A South American man with toffee-colored skin, whose hair is shaved on the sides in zigzag lines that resemble the heartbeat on a monitor, is tending to the fryer, a contraption of polished steel. Using a pair of tongs, he plucks churros out of the bubbling oil and drops them into a paper cone, then he seizes a shaker of cinnamon sugar and sprinkles a dusting over the piping-hot, golden-brown pastries. The fry cook flashes a broad, white-toothed smile as he offers Jacqueline the bouquet of churros, but she’s busy rummaging through her purse for bills.
“Ma chérie, please grab it for me, will you?”
I stand on my tiptoes to receive the oil-stained cone, whose heat begins to seep into my palm and fingers. As I step back from the counter, the plume of steam that rises from the churros fills my nostrils with the aroma of fried, cinnamon-coated dough.
Jacqueline slips folded-up currency into the main snackman’s hand. Her fingers must have grazed his palm, because I sense him vibrate on an atomic level. Jacqueline, in turn, remains unfazed, as if accustomed to brushing up against filth.

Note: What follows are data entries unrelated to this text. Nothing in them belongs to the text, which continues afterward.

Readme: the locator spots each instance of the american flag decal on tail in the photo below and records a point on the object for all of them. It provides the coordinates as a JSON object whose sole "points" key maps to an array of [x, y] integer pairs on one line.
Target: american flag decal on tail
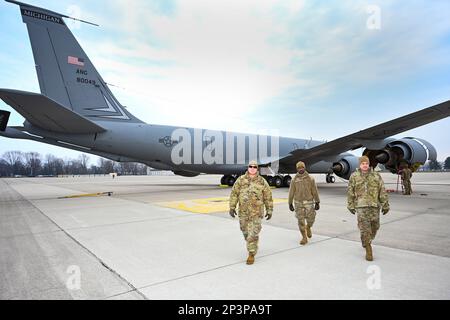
{"points": [[76, 61]]}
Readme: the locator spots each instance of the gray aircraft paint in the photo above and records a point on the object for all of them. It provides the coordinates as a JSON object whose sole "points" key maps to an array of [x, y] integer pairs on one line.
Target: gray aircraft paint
{"points": [[68, 79]]}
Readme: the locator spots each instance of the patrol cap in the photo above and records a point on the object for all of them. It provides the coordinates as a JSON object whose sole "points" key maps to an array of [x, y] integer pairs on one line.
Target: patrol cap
{"points": [[364, 159], [253, 163], [300, 164]]}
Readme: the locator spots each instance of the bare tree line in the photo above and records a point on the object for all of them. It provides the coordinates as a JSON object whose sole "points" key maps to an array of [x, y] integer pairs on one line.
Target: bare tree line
{"points": [[17, 163]]}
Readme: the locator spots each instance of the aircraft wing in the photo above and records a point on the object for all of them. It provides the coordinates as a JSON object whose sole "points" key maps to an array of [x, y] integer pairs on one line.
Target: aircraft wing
{"points": [[47, 114], [376, 133]]}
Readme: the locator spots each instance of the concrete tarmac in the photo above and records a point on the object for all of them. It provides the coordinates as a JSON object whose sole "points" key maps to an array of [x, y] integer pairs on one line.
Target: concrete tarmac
{"points": [[136, 245]]}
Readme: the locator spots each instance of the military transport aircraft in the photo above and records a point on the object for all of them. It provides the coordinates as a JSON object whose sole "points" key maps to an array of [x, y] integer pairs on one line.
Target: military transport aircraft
{"points": [[77, 110]]}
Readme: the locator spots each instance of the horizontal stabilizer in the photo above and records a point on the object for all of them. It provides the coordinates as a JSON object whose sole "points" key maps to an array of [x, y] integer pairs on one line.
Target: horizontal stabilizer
{"points": [[47, 114], [4, 116]]}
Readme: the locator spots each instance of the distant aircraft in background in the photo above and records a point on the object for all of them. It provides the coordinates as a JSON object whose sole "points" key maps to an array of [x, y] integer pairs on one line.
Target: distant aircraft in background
{"points": [[77, 110]]}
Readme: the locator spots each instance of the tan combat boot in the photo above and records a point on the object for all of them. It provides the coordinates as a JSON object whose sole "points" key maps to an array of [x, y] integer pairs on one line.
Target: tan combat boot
{"points": [[308, 231], [251, 258], [369, 256], [304, 238]]}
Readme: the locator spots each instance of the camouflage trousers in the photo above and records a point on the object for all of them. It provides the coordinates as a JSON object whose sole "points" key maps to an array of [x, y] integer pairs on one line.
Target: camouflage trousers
{"points": [[407, 187], [305, 215], [368, 223], [250, 227]]}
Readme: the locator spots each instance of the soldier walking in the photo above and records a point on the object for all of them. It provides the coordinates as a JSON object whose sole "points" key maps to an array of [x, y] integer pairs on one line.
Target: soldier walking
{"points": [[365, 196], [303, 192], [252, 192]]}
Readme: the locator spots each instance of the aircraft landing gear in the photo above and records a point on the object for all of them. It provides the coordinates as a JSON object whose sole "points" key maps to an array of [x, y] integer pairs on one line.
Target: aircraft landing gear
{"points": [[278, 181], [287, 181], [330, 178]]}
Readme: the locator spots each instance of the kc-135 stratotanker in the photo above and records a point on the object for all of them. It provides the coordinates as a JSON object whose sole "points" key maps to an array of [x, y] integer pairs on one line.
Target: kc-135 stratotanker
{"points": [[77, 110]]}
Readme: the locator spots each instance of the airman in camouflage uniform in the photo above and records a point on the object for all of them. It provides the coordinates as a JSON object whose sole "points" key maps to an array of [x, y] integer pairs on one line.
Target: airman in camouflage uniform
{"points": [[366, 195], [252, 192], [303, 192], [406, 174]]}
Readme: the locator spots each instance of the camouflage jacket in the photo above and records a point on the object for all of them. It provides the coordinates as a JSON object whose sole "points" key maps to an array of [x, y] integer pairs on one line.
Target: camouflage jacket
{"points": [[366, 190], [303, 188], [252, 194], [406, 174]]}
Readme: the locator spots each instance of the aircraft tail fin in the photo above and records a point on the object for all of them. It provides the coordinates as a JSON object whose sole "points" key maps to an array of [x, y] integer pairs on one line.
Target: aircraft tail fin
{"points": [[65, 73]]}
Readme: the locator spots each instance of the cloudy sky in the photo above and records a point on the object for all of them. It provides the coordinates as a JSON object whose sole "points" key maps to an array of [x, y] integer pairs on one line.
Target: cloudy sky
{"points": [[320, 69]]}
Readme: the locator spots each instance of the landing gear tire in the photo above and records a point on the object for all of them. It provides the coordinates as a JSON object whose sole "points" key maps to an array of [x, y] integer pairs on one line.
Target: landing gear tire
{"points": [[228, 180], [223, 181], [287, 181], [277, 182]]}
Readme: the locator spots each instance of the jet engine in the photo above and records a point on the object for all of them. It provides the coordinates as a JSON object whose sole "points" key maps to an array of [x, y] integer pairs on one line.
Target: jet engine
{"points": [[413, 151], [345, 167]]}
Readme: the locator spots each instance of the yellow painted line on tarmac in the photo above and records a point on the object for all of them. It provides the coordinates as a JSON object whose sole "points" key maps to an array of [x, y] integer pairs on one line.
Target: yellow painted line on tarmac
{"points": [[109, 193], [205, 205]]}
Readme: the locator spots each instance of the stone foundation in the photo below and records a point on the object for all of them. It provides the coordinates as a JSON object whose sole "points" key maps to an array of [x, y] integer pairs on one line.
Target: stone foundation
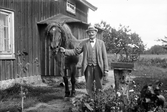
{"points": [[32, 80]]}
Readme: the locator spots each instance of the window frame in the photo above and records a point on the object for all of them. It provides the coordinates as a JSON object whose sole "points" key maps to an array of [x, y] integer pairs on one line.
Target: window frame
{"points": [[11, 35]]}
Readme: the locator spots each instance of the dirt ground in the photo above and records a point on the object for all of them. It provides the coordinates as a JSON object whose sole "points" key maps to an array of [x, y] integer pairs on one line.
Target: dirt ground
{"points": [[63, 105]]}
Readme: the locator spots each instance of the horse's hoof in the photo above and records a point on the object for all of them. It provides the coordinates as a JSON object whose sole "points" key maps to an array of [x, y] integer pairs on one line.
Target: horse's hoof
{"points": [[67, 94], [73, 94]]}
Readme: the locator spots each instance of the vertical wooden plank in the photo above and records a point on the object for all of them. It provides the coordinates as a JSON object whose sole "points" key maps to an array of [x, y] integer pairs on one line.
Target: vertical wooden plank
{"points": [[3, 70], [0, 70], [11, 69]]}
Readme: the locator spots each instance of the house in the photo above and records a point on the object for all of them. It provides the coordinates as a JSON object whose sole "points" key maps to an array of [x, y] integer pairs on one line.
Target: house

The snack booth lord slides coins across the counter.
“Your change, miss. Thank you for gracing my stand with your beauty.”
My eyelids twitch. I’m tempted to slap the snackman in his stubbled face, but a criminal like that might pummel me back, so I focus on the cone of churros that burns in my grasp. I grab one of the cinnamon-dusted wands and bite off its end. As I chew on the crunchy crust, the soft interior melts on my tongue in a gush of sugary sweetness. Other than sex, such treats are the closest I will get to nirvana on this mortal plane.
From behind, an arm snakes around my waist and steers me toward the corner of the snack booth where Nairu, our Paleolithic child, is kneeling on the pavement in front of the bear-shaped garbage bin. The tip of her tongue protrudes from between her lips as she sketches in her sketchbook. When she notices us, she scrambles to her feet, flashes a triumphant grin, and holds out her drawing for us to behold.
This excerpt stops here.